Peki uzayın önemi nedir? Uzay özellikle Soğuk Savaş döneminde Amerika Birleşik Devletleri (ABD) – Sovyet Sosyalist Cumhuriyetler Birliği (SSCB) arasında bir rekabet alanı oluşturmuştur. Silahlanmanın uzay boyutu gelişmiş ve bu güvenlik bakımından da hem iki ülke hem de dünya güvenliği açısından riskli görülmüştür. Uzay aynı zamanda roket gönderimleri, internet, yaşam arayışları vs. gibi konular için de önem arz eden bir konu olmuştur. Aynı zamanda uzayda uydular ve uydular aracılığıyla yapılan faaliyetler, sahip olunan gücü katlayarak çoğaltan bir etkiye sahip olmuştur. Bu durum, geleneksel güçlerle yürütülen eylemlerin uyduyla desteklenmesiyle elde edilecek askeri yararın, yapılan eylemlerin değerini artırmasına işaret eder. Yeryüzündeki hedefleri vuracak özellikteki uyduların varlığı hâlâ varsayımsal düzeyde kalmakla birlikte, uydular bir gün kara savaşlarını köklü bir şekilde değiştirecek etkiye sahiptir. Uzayın geleceği düşünüldüğünde; uydulara karşı silahlar ve yörüngelerinin uzaydaki uçuşunu kapsayan aşamasında kıtalararası balistik füzeleri engelleme yeteneği bulunan silahlar, endişe doğuran temel sebeplerdendir. Gerçekten de bu silahlar, bir gelişim içerisindedir ve uzayın silahsızlandırılmasında başarı şansını azaltmaktadır. Uzayın silahlandırılması ise ABD’nin önemle baktığı bir alan olmuş, bu konuda büyük yatırımlar ve ödenekler ayırmıştır. ABD Uzay İdaresi, “Uzayda egemen olma kapasitesi” ve “Uzaydan yeryüzüne, yeryüzünden uzaya ve uzay içerisinde belirgin güç kullanımı” stratejisi ile ABD’nin uzayda belirgin ve tek güç olması hedeflenmiştir. Bu durum ABD’nin dünya askeri sisteminde tek öncül olma gayretini de göstermiştir.
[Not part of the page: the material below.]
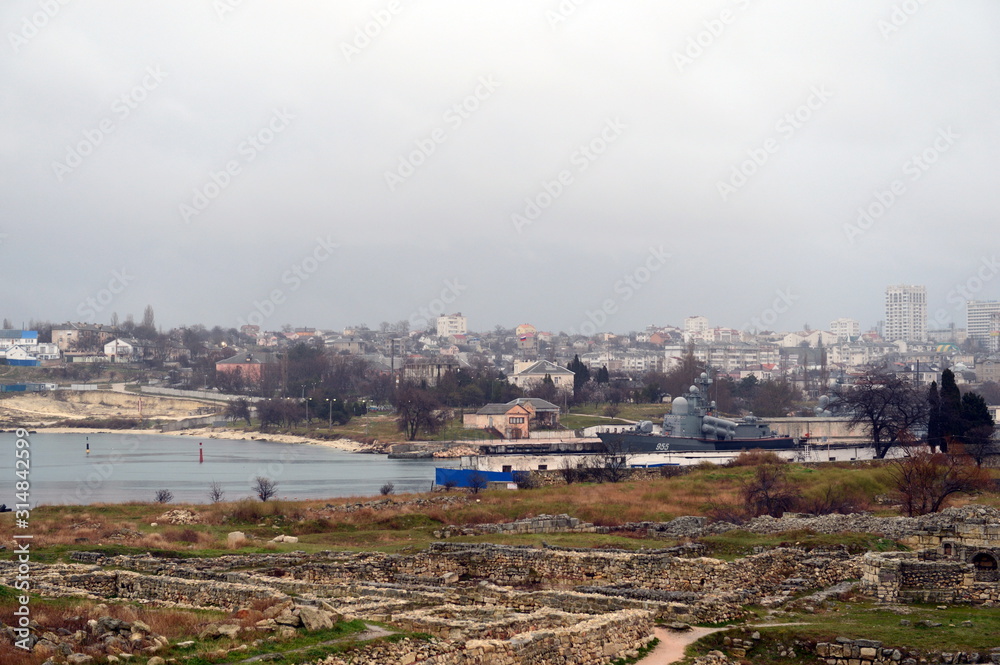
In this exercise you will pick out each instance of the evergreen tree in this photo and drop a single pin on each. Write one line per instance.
(952, 424)
(581, 374)
(934, 418)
Füzesavar savunma sistemleri bakımından ABD Uzay İdaresi’nin yerleştirme projeleri ve faaliyetleri yalnızca ABD’nin değil, aynı zamanda dost ve müttefiklerinin ülkelerini de korumayı amaçlayan bir yapı oluşturmuştur. Bu durum NATO içinde de oldukça belirgin bir durumdadır.
NATO, Temmuz 2018’de yapılan Brüksel Zirvesi’nde uzayın son derece dinamik ve hızla gelişen bir alan olduğunu, ittifakın tutarlı bir caydırıcılık politikası ve savunma konumu için uzayın son derece önemli olduğunu, geniş kapsamlı bir NATO Uzay Politikası geliştirilmesi gereğini kabul etmişlerdir. Bu politikayı, NATO ülkelerinin savunma bakanları onaylamıştır.
Önceki ABD Başkanı Trump tarafından ABD Uzay Kuvveti kurma girişimi aslında NATO’yu da büyük ölçüde etkilemiştir. Fransa ise Hava Kuvvetlerini Hava ve Uzay Kuvveti’ne dönüştürmeye başlamış ve bu projeyi hızlandırmıştır.
NATO’nun uzayı ‘yeni’ bir operasyon alanı olarak açıklaması, Türkiye’yi de bir NATO üyesi olarak büyük ölçüde etkilemiştir. Türkiye 13 Aralık 2018 tarihinde Uzay Ajansı kurmuş ve bu program kapmasında uzay çalışmaları başlatmıştır. Ocak 2019’da Gebze’de “Milli Uzay Programı Çalıştayı” adlı bir toplantı düzenlemiştir.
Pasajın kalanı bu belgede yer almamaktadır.